Describe the factors that contribute to exponential growth of a population.
Factors such as, number of offsprings, likelihood of survival to reproductive age, the duration of the reproductive period, length of time it takes to reach maturity.
Define carrying capacity.
The maximum population size that an environment can support.
Keystone species
A species that is of overriding importance in a community and controls the community’s characteristics.
Define survivorship curves and distinguish between type I, II and III species in terms of the probability of death during their lifetime.
Survivorship curves are graphs that show the proportion of a population that survives from one age to the next.
Type 1(convex) populations survive to an old age, and then die rapidly.
Type 2(diagonal) populations have constant probability of death through their lives.
Type 3(concave) populations experience very high juvenile mortality.
Distinguish between density independent and density dependent factors and recognize examples.
Density-dependent factors: Environmental parameters that are more severe when population density is high (or sometimes very low) than they are at other densities. Disease, predation, and parasitism are density-dependent factors.
Density-independent factors:
Environmental parameters that influence the number of animals in a population without regard to the number of animals per unit space (density). Weather conditions and human influences often have density-independent effects on animal populations.
Heterotrophs
Organisms that obtain both inorganic and organic raw materials from the environment to live. Animals, fungi, many protists, and most bacteria are heterotrophs. Heterotrophs are the organisms that are not able to synthesize their own food. Thus, they are dependent on other organisms for food. Animals depend on plants or other animals for food. Hence, they are heterotrophs.
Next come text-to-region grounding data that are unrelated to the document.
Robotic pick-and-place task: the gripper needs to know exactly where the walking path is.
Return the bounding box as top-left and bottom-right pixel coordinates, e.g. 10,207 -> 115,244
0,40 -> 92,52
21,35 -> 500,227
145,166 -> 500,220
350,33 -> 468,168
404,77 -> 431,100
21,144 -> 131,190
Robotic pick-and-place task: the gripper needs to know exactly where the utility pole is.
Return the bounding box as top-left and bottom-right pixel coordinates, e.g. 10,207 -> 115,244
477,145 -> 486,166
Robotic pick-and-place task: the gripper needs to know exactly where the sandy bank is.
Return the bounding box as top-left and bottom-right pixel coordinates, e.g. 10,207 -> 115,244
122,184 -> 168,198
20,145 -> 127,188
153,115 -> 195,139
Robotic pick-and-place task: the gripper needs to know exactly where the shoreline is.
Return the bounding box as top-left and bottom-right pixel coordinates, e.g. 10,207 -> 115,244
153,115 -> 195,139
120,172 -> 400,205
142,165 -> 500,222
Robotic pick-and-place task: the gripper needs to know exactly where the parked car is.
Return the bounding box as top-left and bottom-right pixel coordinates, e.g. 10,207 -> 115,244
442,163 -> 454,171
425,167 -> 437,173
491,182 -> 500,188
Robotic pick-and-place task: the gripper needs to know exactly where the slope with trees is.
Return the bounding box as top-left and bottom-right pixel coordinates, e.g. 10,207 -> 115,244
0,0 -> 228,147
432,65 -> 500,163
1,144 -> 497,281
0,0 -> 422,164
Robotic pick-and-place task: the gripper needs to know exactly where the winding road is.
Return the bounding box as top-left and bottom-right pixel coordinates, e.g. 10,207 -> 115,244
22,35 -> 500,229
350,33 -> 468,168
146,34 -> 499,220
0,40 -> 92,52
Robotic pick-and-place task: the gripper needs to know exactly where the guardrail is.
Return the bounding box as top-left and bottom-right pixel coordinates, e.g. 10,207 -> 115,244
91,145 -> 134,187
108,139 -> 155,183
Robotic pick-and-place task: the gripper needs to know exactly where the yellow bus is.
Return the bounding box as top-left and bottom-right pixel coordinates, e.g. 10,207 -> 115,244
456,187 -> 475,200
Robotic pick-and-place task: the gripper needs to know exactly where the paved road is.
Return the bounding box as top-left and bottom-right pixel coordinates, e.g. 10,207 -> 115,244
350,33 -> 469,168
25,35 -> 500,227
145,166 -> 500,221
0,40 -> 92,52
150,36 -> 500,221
Define aposematic coloration and cryptic coloration and recognize examples
Aposematic Coloration: Sharply contrasting colors of an animal that warn other animals of unpleasant or dangerous effects (e.g., contrasting colors of a Venomous snake, or white stripes of a skunk). Cryptic Coloration: Camouflage, also called cryptic coloration, is a defense or tactic that organisms use to disguise their appearance, usually to blend in with their surroundings (e.g., Goldenrod Crab Spider blending into a yellow flower)
Describe how predator and prey organisms coevolve
When a change toward greater predator efficiency is countered by increased elusiveness of prey.
Define the different symbiotic relationships: commensalism, mutualism, parasitism and recognize examples
Commensalism: Living within or on an individual of another species without harm. The commensal benefits, but the host is unharmed.
Mutualism: A relationship between two species that benefits both members. The association is necessary to both species.
Parasitism: A relationship between two species in which one-member (the parasite) lives at the expense of the second (the host).
Distinguish between the intermediate and definitive host of a parasite
Definitive hosts are organisms that harbor parasites until the completion of their life cycle.
On the other hand, intermediate hosts are those that harbor asexual parasites until they move on to the definitive host for sexual reproduction.
Define food chain
A linear sequence of organisms through which energy is transferred in an ecosystem from producers through several levels of consumers.
Describe how energy enters and moves through the food chain and is lost at each step.
Primary producers use energy from the sun to produce their own food in the form of glucose, and then primary producers are eaten by primary consumers who are in turn eaten by secondary consumers, and so on, so that energy flows from one trophic level, or level of the food chain, to the next.
Biomass
The total mass of all organisms in an ecosystem.